Long grew up on a farm in Vero Beach, Fla. As a child, her family was outnumbered by the chickens, geese and other farm animals that surrounded them. Her favorite was a young hog named Powder, who met his demise earlier than she would have liked.

“I used to talk to him after school,” she said of the hog. “I came home one day, and said, ‘Granddad, where’s Powder?’ He pointed across the field, and Powder was roasting on a spit.”

From a young age she was always singing — her mother says she started at 2 years old.

“I just thought it was something everybody could do,” Long said. “It wasn’t until middle school or high school that I became aware of ‘Oh, this is different.’”

Almost as soon as the platform was created, she began uploading karaoke videos onto YouTube, without a clue the site would develop into the behemoth it is today. After she’d built an online following, Capitol signed her to a record deal — and then told her to abandon YouTube, a thought that makes her blood boil in hindsight.

“They were like, ‘Oh, you don’t need that,’” she said. “So I let it go, and I hate that I did that. Now, labels look for those numbers. Things would have been so different.”

Soon after it started, it was clear the partnership was doomed to fail.
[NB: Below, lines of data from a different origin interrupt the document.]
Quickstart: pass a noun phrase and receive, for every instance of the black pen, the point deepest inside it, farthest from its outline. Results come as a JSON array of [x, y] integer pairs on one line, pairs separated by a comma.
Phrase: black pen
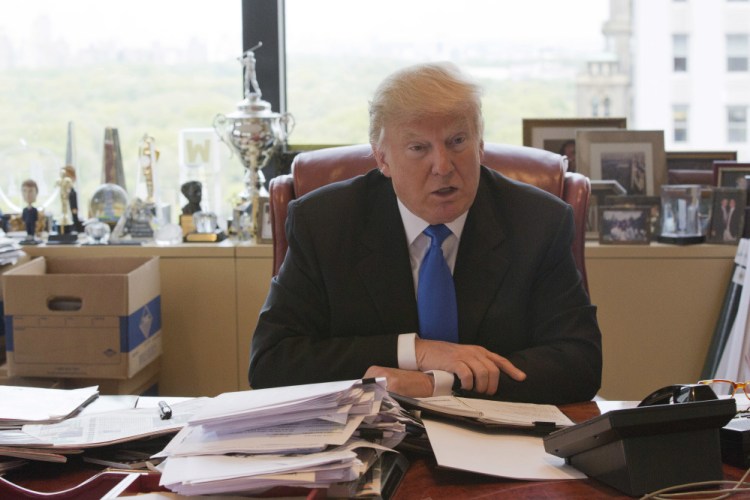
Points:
[[165, 412]]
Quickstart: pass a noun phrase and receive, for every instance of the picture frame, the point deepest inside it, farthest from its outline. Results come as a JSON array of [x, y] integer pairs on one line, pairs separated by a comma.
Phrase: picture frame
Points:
[[262, 218], [730, 174], [697, 160], [727, 215], [599, 191], [624, 226], [652, 203], [634, 158], [558, 134]]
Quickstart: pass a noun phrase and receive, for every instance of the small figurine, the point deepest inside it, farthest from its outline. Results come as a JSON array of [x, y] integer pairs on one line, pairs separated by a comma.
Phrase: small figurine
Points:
[[248, 64], [30, 214], [68, 199], [193, 191]]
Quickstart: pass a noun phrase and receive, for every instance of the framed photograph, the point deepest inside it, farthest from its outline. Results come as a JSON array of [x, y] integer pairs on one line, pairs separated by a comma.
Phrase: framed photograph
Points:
[[624, 226], [731, 174], [652, 203], [727, 215], [262, 217], [634, 158], [558, 135], [599, 191], [697, 160]]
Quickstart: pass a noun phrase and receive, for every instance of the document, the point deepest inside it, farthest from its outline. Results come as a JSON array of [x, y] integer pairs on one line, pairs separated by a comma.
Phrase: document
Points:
[[511, 455], [488, 413], [22, 405], [100, 429]]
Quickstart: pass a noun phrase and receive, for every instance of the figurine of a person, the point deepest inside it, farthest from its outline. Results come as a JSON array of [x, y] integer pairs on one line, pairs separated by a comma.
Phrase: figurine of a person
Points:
[[30, 215], [68, 199], [248, 63], [193, 191]]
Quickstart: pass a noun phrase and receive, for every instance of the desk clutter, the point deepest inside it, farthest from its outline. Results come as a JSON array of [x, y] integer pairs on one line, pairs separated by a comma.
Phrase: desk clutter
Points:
[[345, 438]]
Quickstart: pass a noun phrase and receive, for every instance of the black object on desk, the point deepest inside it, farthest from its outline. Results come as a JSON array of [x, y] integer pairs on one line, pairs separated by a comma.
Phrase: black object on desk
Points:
[[735, 442], [639, 450]]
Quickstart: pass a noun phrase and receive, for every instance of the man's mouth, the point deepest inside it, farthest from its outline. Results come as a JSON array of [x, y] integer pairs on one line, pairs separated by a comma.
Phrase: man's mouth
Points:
[[445, 191]]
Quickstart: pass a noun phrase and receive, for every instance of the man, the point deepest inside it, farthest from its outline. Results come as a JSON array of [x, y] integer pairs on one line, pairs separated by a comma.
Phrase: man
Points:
[[345, 303]]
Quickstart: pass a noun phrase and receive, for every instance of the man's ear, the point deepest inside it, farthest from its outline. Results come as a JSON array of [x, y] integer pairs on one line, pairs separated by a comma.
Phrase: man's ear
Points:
[[379, 155]]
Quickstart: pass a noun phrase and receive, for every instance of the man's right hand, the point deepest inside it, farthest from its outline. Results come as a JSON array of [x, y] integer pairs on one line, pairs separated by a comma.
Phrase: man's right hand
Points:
[[478, 368]]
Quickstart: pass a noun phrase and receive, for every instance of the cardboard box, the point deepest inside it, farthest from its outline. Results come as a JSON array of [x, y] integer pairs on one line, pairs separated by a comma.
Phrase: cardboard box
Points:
[[82, 318]]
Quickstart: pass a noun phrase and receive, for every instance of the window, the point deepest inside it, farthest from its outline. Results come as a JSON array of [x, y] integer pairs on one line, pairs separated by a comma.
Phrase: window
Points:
[[680, 122], [337, 51], [680, 52], [737, 124], [737, 52], [138, 66]]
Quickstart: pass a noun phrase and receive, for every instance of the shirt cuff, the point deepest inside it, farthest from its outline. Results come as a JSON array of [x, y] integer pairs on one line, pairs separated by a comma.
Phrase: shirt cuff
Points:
[[407, 353], [443, 382]]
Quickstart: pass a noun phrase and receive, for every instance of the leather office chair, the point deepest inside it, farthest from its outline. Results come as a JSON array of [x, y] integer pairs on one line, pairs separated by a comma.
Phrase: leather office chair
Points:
[[313, 169]]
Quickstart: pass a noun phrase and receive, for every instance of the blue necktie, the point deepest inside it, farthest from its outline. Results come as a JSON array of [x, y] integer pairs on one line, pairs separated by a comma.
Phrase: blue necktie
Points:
[[436, 294]]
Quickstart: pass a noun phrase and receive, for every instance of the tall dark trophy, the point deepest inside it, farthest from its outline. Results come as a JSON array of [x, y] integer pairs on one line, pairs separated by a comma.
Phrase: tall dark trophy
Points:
[[256, 134]]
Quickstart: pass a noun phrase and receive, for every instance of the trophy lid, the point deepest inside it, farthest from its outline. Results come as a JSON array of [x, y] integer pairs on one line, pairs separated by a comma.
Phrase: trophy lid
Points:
[[252, 106]]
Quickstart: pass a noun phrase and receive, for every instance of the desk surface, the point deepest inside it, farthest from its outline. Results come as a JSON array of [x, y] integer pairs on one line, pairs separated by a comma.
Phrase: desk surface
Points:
[[423, 479]]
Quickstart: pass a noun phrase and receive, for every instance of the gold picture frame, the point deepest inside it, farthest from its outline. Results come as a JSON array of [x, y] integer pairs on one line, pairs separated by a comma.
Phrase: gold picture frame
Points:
[[634, 158], [558, 135]]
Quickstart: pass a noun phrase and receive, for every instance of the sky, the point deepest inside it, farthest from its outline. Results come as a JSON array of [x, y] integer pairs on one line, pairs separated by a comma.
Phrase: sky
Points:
[[316, 23]]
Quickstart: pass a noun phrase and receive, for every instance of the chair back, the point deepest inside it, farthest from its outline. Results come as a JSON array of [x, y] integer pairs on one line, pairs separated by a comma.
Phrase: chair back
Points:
[[313, 169]]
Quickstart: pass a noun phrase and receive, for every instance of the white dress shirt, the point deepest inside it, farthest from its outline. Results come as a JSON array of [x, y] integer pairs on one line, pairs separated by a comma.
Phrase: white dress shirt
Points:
[[418, 244]]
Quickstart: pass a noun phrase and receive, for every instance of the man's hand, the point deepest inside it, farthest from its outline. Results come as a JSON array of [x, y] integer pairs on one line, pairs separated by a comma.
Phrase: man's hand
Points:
[[478, 368], [405, 382]]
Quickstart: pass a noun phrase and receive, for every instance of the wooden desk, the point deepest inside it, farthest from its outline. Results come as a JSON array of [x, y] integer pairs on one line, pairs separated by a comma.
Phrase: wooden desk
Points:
[[423, 479]]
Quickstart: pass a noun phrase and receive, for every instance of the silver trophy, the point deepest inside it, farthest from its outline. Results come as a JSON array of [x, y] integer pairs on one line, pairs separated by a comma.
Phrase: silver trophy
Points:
[[256, 134]]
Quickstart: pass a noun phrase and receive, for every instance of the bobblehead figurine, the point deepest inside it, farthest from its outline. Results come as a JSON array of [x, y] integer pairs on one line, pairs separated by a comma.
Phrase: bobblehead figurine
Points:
[[30, 215]]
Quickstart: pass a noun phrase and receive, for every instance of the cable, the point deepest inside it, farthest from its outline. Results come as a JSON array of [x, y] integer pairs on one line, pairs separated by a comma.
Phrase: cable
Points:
[[740, 487]]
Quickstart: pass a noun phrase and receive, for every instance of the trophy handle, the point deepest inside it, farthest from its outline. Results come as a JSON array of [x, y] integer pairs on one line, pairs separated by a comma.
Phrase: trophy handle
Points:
[[286, 126]]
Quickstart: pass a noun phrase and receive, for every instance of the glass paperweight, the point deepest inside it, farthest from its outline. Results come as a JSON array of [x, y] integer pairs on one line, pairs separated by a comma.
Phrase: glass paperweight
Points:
[[108, 204], [680, 214], [97, 231]]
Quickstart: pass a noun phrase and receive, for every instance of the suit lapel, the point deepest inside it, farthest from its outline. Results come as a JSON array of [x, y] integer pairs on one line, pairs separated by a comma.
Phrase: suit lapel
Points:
[[383, 264], [481, 263]]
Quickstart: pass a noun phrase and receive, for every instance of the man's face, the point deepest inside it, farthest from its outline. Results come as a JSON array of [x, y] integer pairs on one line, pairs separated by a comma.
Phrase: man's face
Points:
[[434, 166]]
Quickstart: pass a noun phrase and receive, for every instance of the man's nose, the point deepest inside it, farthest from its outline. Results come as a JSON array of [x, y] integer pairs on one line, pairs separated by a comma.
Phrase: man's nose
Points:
[[442, 163]]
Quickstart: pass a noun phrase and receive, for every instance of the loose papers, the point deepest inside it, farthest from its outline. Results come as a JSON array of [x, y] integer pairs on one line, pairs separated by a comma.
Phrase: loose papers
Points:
[[294, 436], [22, 405]]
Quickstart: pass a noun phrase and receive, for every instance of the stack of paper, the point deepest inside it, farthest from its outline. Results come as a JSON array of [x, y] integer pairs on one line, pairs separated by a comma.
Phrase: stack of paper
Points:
[[304, 436], [55, 441], [23, 405]]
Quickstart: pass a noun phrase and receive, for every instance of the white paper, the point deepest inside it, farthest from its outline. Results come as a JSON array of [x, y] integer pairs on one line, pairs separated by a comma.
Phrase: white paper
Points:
[[32, 404], [509, 455], [112, 427]]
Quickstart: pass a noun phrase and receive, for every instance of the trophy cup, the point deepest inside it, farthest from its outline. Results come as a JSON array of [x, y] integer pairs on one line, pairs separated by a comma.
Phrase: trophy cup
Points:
[[256, 134]]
Refusing to return to Florida, she found work as a songwriter, lending her pen in as many as five sessions each day.

The success came early — she scored her first placement on the electro-pop single “Promise This” with British singer Cheryl Cole, which went to No. 1 on the UK Singles Chart.
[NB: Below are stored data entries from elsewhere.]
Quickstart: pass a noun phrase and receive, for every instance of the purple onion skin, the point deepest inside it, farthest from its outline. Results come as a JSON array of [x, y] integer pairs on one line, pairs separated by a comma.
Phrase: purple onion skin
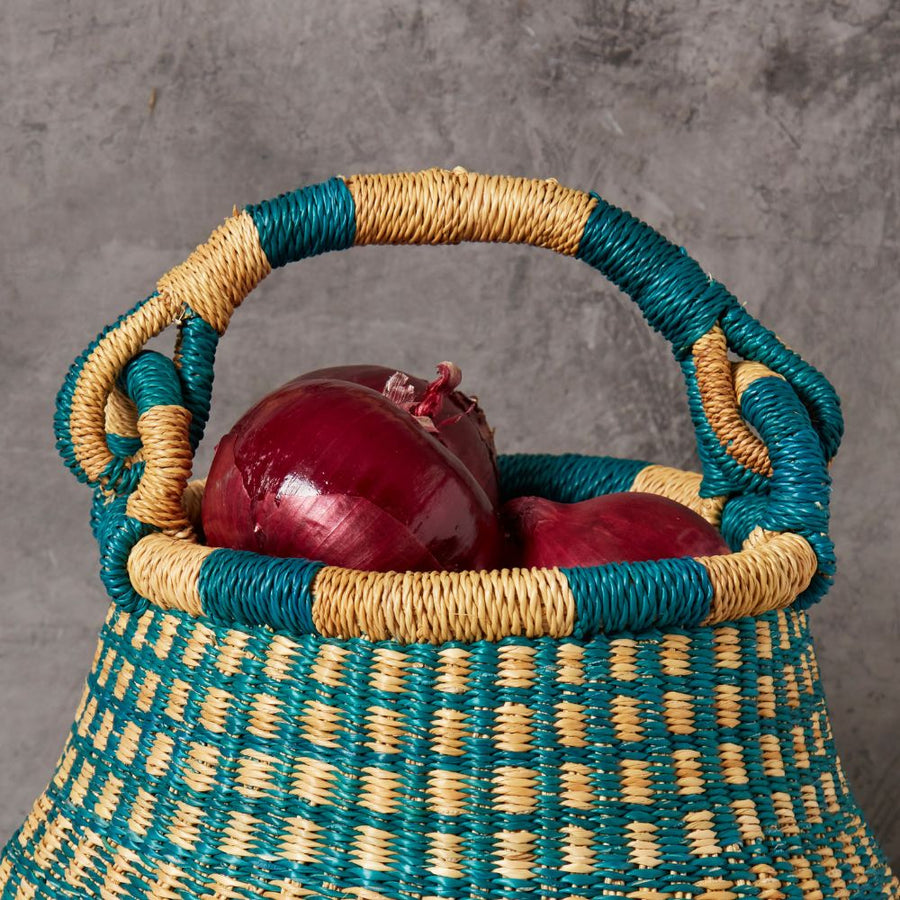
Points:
[[624, 527], [470, 438], [333, 471]]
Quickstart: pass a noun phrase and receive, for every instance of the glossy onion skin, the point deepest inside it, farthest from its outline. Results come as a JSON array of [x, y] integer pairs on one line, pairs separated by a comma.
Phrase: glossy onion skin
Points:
[[330, 470], [470, 438], [623, 527]]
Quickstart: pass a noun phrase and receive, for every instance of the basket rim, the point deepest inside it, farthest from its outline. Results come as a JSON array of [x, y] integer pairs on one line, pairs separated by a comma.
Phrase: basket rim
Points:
[[769, 572], [766, 427]]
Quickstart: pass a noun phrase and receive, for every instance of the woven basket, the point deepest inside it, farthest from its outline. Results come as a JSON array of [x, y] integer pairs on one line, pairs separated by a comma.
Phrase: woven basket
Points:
[[261, 727]]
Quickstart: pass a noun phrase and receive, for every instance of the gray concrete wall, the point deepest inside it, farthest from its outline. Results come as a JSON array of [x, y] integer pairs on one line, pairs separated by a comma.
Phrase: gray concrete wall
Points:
[[763, 137]]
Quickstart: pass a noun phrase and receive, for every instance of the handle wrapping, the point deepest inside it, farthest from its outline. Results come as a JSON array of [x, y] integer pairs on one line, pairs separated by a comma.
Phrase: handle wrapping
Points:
[[760, 486]]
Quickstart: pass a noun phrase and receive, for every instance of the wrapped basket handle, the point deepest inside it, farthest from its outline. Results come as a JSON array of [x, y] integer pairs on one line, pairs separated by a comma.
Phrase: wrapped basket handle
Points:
[[134, 445]]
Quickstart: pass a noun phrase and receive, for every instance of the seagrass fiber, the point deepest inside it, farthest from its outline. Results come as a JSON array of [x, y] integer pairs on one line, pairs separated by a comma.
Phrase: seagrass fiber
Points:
[[208, 762], [255, 726]]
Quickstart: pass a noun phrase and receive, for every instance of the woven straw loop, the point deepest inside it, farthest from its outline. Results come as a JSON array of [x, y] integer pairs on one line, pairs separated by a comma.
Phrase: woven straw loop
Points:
[[131, 421]]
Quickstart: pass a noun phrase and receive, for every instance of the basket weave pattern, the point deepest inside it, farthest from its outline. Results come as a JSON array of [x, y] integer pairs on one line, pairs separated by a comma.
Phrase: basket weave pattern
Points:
[[261, 727], [520, 768]]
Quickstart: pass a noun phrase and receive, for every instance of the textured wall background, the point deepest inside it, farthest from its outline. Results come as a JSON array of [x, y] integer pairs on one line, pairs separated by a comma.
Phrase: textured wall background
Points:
[[763, 137]]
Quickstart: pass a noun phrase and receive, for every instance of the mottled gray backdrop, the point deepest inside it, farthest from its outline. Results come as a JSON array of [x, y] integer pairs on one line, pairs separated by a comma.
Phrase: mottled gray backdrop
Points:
[[763, 137]]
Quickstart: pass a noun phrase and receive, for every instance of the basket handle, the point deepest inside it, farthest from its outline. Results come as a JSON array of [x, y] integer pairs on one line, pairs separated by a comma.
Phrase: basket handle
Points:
[[698, 316]]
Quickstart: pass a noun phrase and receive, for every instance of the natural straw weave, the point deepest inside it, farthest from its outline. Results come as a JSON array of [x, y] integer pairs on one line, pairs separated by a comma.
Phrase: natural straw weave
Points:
[[262, 727]]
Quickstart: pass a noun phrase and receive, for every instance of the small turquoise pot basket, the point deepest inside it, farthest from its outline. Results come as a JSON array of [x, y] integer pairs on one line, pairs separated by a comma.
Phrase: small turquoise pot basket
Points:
[[266, 727]]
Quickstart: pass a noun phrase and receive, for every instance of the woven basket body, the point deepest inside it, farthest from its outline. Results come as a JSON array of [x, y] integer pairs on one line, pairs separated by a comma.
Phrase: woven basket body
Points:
[[260, 727], [217, 763]]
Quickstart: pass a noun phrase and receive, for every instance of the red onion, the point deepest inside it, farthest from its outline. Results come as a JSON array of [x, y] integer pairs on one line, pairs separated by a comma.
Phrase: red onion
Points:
[[333, 470], [460, 422], [625, 527]]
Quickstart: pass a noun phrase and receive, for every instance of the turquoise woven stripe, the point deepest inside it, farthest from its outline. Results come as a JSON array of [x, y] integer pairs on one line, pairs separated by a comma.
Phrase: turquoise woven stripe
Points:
[[621, 597], [306, 222], [117, 533], [151, 379], [195, 357], [182, 713], [63, 411], [722, 474], [566, 478], [740, 516], [800, 489], [752, 341], [675, 295], [250, 589]]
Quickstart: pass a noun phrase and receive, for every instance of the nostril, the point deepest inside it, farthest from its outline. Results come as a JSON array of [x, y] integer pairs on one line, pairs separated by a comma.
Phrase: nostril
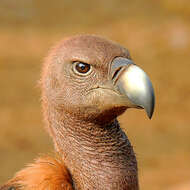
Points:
[[116, 73]]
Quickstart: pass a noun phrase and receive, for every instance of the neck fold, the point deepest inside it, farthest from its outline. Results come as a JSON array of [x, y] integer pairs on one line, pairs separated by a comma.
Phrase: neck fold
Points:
[[98, 157]]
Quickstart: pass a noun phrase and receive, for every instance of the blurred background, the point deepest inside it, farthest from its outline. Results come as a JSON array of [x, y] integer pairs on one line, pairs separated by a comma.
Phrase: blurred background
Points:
[[157, 33]]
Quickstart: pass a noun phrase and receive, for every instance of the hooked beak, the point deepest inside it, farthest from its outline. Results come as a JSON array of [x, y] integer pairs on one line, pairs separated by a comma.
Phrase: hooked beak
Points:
[[132, 82]]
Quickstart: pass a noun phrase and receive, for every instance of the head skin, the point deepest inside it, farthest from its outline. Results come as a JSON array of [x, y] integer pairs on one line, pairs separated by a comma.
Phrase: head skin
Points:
[[80, 114]]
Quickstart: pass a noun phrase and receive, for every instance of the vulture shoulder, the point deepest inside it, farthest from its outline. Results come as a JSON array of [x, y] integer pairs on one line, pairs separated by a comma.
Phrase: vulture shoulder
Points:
[[46, 173]]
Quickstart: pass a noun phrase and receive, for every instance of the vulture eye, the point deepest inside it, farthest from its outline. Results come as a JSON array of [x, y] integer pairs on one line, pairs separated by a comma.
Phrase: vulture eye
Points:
[[81, 68]]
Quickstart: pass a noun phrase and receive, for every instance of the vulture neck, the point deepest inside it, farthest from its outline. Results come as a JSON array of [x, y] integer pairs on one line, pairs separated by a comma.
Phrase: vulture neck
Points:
[[97, 157]]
“In the music business, no one really cared about UK artists,” she said. “But to me it was like, ‘This is real. You can really make money being a writer.’”

She doubled down on her writing, crafting songs with hitmakers from Rihanna to Madonna. She landed a global No. 1 hit when she co-wrote “Timber” by Pitbull and Kesha, which topped the Billboard Hot 100.

Her time as a songwriter came with its blessings, but the desire to fly her own ship remained lodged in her mind. After a few false starts, she made a clean break from songwriting in 2019, launching her independent label Supergiant Records and formalizing the birth of Muni Long.

“I realized you can’t go back and forth. You have to establish ‘this is the end of that. I have to put my focus here,’” she said.

“Hrs and Hrs,” which eventually reached No. 16 on the Billboard Hot 100 and No. 1 on the R&B/Hip-Hop Airplay chart, brought her to the front door of Def Jam Records. Long had known then-incoming CEO Tunji Balogun for years, and he was able to quell her reservations about jumping back into the major label system after her first run-through.

“Her personality hasn’t changed much, but I think she’s more confident,” Balogun said of her evolution from Priscilla Renea to Muni Long. “She was always extremely bright and someone who knew herself. I just don’t know if she put it all out into the world until this era.”

As a songwriter, she’s been attached to Grammy-nominated songs and winning albums, but it’s hard for her to count those as her own, especially since she received only a certificate, not a trophy.

“The Grammys is such an amazing part of being an artist,” she said. “I think a lot of us are lying to ourselves saying we don’t want to be a part of it.

“Damn right, I want to win a Grammy,” she continued. “I want to be on TV, I want to travel the world, I want the jets, the houses, the boats. Why wouldn’t I want that?”